La chute de Ninive
Les chapitres 2 et 3 montrent la chute de Ninive en deux mouvements. Le chapitre 2 décrit l’assaut et la prise de la ville, comme si le prophète assistait à la scène. Le chapitre 3 dit pourquoi elle tombe : il dresse l’acte d’accusation contre la grande capitale et se referme sur sa ruine.
L’assaut sur la ville
Le poème se fait soudain rapide, haletant, au rythme de l’attaque. Le destructeur s’avance, les boucliers rouges et les habits d’écarlate des guerriers brillent, les chars s’élancent en tous sens dans un fracas d’acier.
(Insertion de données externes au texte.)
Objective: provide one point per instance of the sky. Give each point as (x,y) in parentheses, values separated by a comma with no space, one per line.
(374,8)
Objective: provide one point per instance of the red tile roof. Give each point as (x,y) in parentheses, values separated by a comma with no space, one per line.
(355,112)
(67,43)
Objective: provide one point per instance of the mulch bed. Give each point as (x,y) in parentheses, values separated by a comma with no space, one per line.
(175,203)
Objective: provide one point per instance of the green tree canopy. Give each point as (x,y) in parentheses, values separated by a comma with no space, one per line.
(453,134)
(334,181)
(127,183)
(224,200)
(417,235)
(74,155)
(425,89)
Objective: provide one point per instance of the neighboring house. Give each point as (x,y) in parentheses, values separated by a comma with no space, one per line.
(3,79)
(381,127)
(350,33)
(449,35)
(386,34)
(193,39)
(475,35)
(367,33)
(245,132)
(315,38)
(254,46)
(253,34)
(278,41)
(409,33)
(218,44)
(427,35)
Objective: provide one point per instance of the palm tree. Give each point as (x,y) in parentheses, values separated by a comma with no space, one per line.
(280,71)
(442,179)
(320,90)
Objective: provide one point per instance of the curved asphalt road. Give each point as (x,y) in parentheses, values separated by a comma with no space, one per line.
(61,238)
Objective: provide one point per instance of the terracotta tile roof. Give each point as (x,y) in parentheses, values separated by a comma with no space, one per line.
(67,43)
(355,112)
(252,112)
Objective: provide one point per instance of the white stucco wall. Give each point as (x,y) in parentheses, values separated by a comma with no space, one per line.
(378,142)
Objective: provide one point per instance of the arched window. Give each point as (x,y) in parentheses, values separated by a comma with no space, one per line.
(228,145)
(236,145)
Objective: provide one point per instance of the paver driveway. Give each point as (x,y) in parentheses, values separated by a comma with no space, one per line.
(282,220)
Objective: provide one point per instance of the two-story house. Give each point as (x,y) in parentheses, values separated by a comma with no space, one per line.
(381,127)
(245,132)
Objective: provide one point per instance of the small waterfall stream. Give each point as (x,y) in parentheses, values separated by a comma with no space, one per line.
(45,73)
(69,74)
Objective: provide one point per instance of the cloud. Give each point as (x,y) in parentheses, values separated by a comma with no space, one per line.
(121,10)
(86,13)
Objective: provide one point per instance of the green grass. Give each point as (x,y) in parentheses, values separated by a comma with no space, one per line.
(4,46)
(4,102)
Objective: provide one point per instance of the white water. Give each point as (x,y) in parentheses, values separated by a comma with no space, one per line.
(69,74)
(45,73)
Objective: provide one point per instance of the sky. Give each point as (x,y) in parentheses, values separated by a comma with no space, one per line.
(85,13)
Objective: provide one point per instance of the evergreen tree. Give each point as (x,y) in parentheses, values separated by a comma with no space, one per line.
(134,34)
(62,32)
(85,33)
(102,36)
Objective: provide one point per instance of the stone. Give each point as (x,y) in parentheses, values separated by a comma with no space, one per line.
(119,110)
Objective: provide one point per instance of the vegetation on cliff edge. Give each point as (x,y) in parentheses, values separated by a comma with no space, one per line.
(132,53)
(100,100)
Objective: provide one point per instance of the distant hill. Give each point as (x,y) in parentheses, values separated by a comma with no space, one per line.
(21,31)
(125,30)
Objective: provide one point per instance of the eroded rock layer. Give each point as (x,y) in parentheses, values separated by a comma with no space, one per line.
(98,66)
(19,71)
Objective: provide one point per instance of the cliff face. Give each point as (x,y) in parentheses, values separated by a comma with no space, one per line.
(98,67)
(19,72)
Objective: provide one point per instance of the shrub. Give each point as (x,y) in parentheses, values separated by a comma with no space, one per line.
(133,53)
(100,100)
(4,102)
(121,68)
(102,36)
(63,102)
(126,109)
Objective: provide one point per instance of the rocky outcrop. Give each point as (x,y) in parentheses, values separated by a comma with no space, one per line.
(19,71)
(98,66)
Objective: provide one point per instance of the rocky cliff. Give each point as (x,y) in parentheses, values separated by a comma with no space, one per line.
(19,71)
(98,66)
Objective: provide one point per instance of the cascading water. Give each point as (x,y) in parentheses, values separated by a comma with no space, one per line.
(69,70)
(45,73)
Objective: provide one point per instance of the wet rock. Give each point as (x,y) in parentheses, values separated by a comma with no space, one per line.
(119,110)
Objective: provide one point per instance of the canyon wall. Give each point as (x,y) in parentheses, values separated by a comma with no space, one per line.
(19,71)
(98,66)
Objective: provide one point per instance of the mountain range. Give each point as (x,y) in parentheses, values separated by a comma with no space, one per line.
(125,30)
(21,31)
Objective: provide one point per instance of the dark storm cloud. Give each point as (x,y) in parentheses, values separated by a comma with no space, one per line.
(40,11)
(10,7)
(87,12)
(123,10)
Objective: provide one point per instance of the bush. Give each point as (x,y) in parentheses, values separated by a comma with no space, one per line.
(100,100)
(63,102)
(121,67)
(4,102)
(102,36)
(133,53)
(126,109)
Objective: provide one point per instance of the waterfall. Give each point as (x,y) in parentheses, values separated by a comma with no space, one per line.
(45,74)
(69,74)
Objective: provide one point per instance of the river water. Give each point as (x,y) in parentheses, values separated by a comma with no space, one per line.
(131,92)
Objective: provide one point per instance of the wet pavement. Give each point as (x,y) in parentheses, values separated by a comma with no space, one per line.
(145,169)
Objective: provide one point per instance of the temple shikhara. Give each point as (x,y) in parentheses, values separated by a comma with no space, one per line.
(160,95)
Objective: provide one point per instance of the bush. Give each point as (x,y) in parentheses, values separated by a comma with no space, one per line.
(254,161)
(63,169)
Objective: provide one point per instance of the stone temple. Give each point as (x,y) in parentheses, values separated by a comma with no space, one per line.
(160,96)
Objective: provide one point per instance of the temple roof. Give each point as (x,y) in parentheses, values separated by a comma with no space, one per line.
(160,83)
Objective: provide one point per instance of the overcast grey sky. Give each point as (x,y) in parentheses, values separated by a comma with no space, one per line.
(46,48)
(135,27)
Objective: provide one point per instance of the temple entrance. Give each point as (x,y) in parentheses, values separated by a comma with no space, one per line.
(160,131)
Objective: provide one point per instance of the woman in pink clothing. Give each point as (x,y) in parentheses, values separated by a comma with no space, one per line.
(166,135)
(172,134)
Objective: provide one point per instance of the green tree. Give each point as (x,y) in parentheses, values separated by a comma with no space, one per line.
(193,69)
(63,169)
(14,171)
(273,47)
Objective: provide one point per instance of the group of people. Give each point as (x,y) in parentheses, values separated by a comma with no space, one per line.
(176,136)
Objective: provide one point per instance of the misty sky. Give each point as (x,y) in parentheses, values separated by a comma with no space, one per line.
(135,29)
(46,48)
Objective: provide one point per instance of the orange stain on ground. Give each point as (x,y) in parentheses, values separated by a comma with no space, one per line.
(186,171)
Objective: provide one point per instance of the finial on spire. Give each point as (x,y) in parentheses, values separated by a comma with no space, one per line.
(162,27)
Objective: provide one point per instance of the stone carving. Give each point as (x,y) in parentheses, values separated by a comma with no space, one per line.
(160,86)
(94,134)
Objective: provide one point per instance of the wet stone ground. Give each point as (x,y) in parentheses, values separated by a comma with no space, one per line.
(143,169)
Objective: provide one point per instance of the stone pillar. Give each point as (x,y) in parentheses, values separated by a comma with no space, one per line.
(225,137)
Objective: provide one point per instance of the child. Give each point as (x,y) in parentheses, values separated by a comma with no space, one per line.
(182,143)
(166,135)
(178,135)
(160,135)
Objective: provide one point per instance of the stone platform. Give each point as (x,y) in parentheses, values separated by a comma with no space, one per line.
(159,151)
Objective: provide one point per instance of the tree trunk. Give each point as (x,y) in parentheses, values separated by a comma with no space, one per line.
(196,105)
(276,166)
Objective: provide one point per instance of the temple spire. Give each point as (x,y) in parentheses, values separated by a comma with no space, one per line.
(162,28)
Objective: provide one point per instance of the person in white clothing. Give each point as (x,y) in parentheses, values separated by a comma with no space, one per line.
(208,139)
Puis vient l’image décisive : « Les portes des fleuves s’ouvrent, et le palais s’effondre. » Nahum 2:7. Ninive était bâtie au bord du Tigre, protégée par ses eaux et ses murailles. Selon les récits anciens, une crue emporta une partie des remparts pendant le siège ; les portes qui retenaient les fleuves cédèrent, et la ville fut livrée.
La ville prise et pillée
Ninive tombe. Ses habitants fuient, et nul ne parvient à les arrêter. Les vainqueurs se ruent sur les trésors entassés par des siècles de conquêtes : « Pillez l’argent, pillez l’or ! Car il n’y a pas de fin à ses richesses, à l’amas de tous ses objets précieux. » Nahum 2:10. La ville qui avait dépouillé tant de peuples est dépouillée à son tour. Le prophète résume sa chute par une image. Les rois assyriens aimaient se représenter en lions, et leur capitale était comme un repaire où s’entassait le butin arraché aux nations. Ce repaire est désormais vide : « Où est-il, le repaire des lions, qui était un lieu de pâture pour les jeunes lions ? » Nahum 2:12. Le fauve qui dévorait les peuples a disparu.
La ville de sang
Le chapitre 3 explique la cause de cette ruine. Il s’ouvre sur une accusation : « Malheur à la ville de sang, toute pleine de fraude, de violence, et qui ne cesse pas ses rapines ! » Nahum 3:1. Ninive a bâti sa puissance sur le meurtre, le mensonge et le pillage. Le prophète la compare à une courtisane qui séduit pour mieux asservir : par des alliances et des traités qui promettaient protection et prospérité, elle attirait les nations dans sa dépendance, puis les soumettait par le tribut et la déportation. « C’est à cause des nombreuses prostitutions de la prostituée, pleine d’attraits, habile aux enchantements, qui vendait les nations par ses prostitutions. » Nahum 3:4. Dieu lui rendra ce qu’elle a fait : celle qui a humilié les peuples sera elle-même exposée et couverte de honte aux yeux de tous.
Le sort de Thèbes
Pour briser l’assurance de Ninive, Nahum lui rappelle un précédent : « Vaux-tu mieux que No-Amon, qui était assise sur les fleuves, que les eaux environnaient, qui avait la mer pour rempart ? » Nahum 3:8. No-Amon était le nom de Thèbes, la grande cité d’Égypte, protégée par le Nil comme par un rempart. Elle se croyait imprenable. Pourtant l’Assyrie elle-même l’avait conquise et pillée un demi-siècle plus tôt. Le prophète retourne contre Ninive sa propre histoire : ce qu’elle a fait subir à Thèbes, elle le subira à son tour.
La raillerie finale
Le livre s’achève sur une raillerie. Le prophète s’adresse au roi d’Assyrie : ses chefs dorment, ses guerriers sont à terre, son peuple est dispersé sans personne pour le rassembler. La blessure est mortelle : « Ta blessure est sans remède, ta plaie est grave ; tous ceux qui entendront raconter ton sort battront des mains à ton sujet ; car sur qui ta méchanceté n’a-t-elle pas passé sans trêve ? » Nahum 3:19. La dernière question dit le sens de tout le livre. Si tous applaudissent la chute de Ninive, c’est que tous avaient souffert de sa cruauté. La ruine de l’oppresseur est une délivrance pour les peuples qu’il écrasait. Au-delà de Ninive, l’Écriture voit dans cette chute la figure de toute puissance qui se dresse contre Dieu en opprimant les faibles : aucune ne dure, et le jugement qui les abat est le salut de ceux qu’elles broyaient.